Bab 24

172 31 8
                                    

Turun ke kota
Semua bahagia
Mana yang salah?

  FREYA MEMEKIK TANPA suara. Jelas ia tidak mau meneguk ramuan itu, sekalipun untuk mengobati kakinya yang sakit. Tapi apalah daya, rupanya syarat agar ia bisa pergi ke kota bersama Stevan adalah; bagaimanapun juga ia harus meminumnya. Jadi, dengan terpaksa, Freya merebut botol itu dari tangan Stevan dengan kasar, lalu menguatkan hati, membulatkan tekad dan memejamkan mata rapat-rapat.

  Glek glek glek
Gadis itu meneguk ramuan dengan susah payah.

  Rasanya sungguh sangat mengerikan. Benar-benar seperti mimpi buruk. Bayangkan saja meminum cairan yang rasanya mirip seperti kemih jembalang. Kuharap kalian belum pernah meminum cairan kemih. (apalagi milik jembalang) Jika kalian belum pernah bertemu jembalang, maka kalian harus mensyukurinya, sebab mereka bukanlah makhluk yang ramah.

Kalau saja keadaannya normal, mungkin Freya sudah berteriak sekarang. Tapi sayang, ia harus menahannya. Yang bisa ia lakukan hanyalah menitikkan air mata.

"Kau berlebihan. Rasanya tidak seburuk itu kok. Lagipula, lihat!" Stevan melirik kearah kaki Freya yang bengkak.

Samar, asap mengepul di daerah yang lebam. Perlahan-lahan sakitnya mulai mereda. Tak lama kemudian rasa nyeri itu pun sepenuhnya hilang. Juga, luka gores di lehernya akibat insiden lalu ikut memudar. Padahal goresan yang ditinggalkan si tua Sigismund sudah kering. Tapi sekarang, luka itu sepenuhnya sembuh. Tak berbekas.
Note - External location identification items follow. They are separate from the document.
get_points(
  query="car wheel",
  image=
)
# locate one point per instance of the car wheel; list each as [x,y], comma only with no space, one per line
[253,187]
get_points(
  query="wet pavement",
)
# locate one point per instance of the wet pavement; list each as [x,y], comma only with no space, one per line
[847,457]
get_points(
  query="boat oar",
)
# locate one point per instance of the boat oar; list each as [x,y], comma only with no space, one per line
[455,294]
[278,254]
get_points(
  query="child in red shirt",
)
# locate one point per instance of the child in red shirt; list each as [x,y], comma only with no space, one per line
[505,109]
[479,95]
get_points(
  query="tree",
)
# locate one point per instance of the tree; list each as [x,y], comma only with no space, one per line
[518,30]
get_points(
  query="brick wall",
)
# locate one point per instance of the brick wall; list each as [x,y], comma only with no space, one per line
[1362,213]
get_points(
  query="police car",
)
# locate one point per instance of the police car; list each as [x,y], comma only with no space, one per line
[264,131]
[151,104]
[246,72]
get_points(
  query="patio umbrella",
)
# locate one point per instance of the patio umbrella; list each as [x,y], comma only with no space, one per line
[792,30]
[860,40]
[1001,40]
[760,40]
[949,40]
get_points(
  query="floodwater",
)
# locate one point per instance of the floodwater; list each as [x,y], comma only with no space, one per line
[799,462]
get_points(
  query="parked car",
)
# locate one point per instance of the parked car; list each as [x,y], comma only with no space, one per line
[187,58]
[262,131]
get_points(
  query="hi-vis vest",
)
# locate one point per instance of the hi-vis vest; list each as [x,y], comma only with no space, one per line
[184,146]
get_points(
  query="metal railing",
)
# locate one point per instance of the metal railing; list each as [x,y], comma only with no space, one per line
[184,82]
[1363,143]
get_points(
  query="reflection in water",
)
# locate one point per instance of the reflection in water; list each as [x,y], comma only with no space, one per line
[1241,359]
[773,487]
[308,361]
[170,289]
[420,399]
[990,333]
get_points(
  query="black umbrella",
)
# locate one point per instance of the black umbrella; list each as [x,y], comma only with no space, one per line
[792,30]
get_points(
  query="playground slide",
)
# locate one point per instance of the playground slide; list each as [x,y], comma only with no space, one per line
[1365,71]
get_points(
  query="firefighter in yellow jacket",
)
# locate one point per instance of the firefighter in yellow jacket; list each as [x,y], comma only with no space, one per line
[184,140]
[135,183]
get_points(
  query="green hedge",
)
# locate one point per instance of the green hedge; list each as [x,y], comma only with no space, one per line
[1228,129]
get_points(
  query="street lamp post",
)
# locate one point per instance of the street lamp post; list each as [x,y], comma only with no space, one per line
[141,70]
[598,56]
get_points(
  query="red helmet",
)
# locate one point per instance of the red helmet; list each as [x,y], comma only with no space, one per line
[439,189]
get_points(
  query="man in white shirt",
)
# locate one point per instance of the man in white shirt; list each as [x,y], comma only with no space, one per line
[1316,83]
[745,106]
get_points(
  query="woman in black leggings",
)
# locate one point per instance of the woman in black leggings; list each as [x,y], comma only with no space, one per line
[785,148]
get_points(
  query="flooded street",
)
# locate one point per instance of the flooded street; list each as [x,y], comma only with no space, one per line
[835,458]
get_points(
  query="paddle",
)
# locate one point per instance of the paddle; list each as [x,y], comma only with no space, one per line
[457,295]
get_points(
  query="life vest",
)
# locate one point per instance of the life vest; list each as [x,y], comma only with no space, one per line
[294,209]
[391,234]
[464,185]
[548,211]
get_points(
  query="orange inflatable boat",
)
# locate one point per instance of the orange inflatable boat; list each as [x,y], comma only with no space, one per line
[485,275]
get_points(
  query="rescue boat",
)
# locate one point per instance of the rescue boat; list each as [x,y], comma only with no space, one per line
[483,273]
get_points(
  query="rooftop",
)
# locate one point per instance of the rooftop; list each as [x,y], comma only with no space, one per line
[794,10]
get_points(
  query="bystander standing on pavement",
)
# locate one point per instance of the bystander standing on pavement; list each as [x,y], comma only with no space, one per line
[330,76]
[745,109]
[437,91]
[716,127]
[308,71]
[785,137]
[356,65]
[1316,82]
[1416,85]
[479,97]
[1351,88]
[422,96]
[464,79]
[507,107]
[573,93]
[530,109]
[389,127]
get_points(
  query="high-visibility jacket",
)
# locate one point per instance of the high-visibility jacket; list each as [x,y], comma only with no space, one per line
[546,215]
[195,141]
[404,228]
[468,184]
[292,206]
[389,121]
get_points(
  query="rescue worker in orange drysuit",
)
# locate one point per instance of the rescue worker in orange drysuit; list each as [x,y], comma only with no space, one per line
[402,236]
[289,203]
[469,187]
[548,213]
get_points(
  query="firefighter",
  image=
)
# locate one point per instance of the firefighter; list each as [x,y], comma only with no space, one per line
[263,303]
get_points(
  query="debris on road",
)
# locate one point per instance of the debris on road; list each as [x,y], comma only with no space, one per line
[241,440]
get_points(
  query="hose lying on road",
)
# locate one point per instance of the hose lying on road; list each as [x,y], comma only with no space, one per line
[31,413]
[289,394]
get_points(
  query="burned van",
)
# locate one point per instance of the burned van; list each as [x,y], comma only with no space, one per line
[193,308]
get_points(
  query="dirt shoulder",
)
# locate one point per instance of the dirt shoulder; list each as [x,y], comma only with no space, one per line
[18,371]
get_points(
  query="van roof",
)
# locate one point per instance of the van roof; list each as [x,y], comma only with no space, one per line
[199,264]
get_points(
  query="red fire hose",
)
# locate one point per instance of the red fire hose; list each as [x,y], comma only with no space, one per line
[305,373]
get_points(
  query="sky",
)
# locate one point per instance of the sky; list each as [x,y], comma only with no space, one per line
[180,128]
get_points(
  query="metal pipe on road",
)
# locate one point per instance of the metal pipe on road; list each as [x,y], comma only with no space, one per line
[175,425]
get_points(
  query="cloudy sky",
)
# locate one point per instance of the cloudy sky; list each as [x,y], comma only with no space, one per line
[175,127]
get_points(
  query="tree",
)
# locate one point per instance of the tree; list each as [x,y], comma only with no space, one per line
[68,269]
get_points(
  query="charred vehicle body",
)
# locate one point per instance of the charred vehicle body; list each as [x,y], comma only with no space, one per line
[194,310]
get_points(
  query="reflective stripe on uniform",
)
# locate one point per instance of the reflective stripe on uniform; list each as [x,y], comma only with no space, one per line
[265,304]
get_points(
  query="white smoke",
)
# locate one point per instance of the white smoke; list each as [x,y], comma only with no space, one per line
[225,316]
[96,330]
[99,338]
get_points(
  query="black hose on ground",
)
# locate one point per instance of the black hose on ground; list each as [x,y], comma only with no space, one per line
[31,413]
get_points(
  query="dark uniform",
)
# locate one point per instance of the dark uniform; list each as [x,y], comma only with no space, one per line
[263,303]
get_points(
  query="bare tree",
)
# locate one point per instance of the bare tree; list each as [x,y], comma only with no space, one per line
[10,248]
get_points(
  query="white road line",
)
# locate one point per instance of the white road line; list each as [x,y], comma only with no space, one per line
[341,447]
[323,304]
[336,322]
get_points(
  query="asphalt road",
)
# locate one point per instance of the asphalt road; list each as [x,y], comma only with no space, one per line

"Mendingan?" Tanya Stevan, nyengir.

"Tidak." Jawab Freya yang masih dihantui rasa dari minuman yang tidak lulus sertifikat halal. Sungguh, ia betul-betul tidak merekomendasikannya.

Stevan mengedikkan bahu.
"Ya, mau bagaimana lagi. Memangnya apa yang kau harapkan? Jus labu?" Tanyanya, acuh tak acuh. "Sudah lupakan saja. Yang penting, kita bisa pergi ke kota sekarang. Ayo!" Ajaknya sembari menggengam pergelangan tangan Freyaーmenyeretnya keluar kearah jendela.

Freya menurut. Dilihatnya, sapu sihir yang sejak tadi terparkir di dalam kamar mulai mendesing terbang. Stevan lekas meraihnya dan melompat keluar, menunggangi sapu sihir tersebut.

"Apa aku harus berboncengan denganmu lagi?" Tanyanya yang masih berdiri di ambang jendela. "Berdasarkan pengalamanku kemarin, aku lebih menyukai perjalanan darat ketimbang terbang menggunakan sapu."

Stevan manyun.
"Yasudah, kau saja sana yang jalan kaki. Kan sudah sembuh. Aku sih memilih untuk terbang saja. Lebih efisien dan lebih cepat."

"Jangan bercanda. Dari sini ke kota memakan waktu sejam." Protes Freya

"Nah tuh, tahu."

Freya tidak punya pilihan. Jadi ia pun melompat dengan hati-hati dan duduk tepat di depan sang penyihir. Disadari, lengan Stevan melingkari pinggulnya. Namun Freya tahu, pemuda itu tidak sedang memeluknya, sebab kedua tangannya persis menggengam gagang sapu. Freya ikut berpegangan pada gagang tersebutーsupaya tidak jatuh.

"Siap?" Tanya Stevan, riang.

Freya mengangguk.

"Kita meluncur!"
Dari aba-aba itu, sapu yang mereka tunggangi melesat cepat mengarungi udara.

Laju dari kecepatan mereka tidak membuat Freya uring-uringan. Sebab atensi nya baru saja dicuri oleh pemandangan. Baru kali ini ia menyadari akan indahnya langit malam. Sejauh mata memandang, awan biru menggantung memantulkan cahaya rembulan. Dan di baliknya, terbentang latar hitam yang menjangkau sampai garis cakrawala. Pekat dihiasi bintang yang bertaburan bagai gula-gula. Gadis itu pun dibuat termangu menatapi eloknya dirgantara.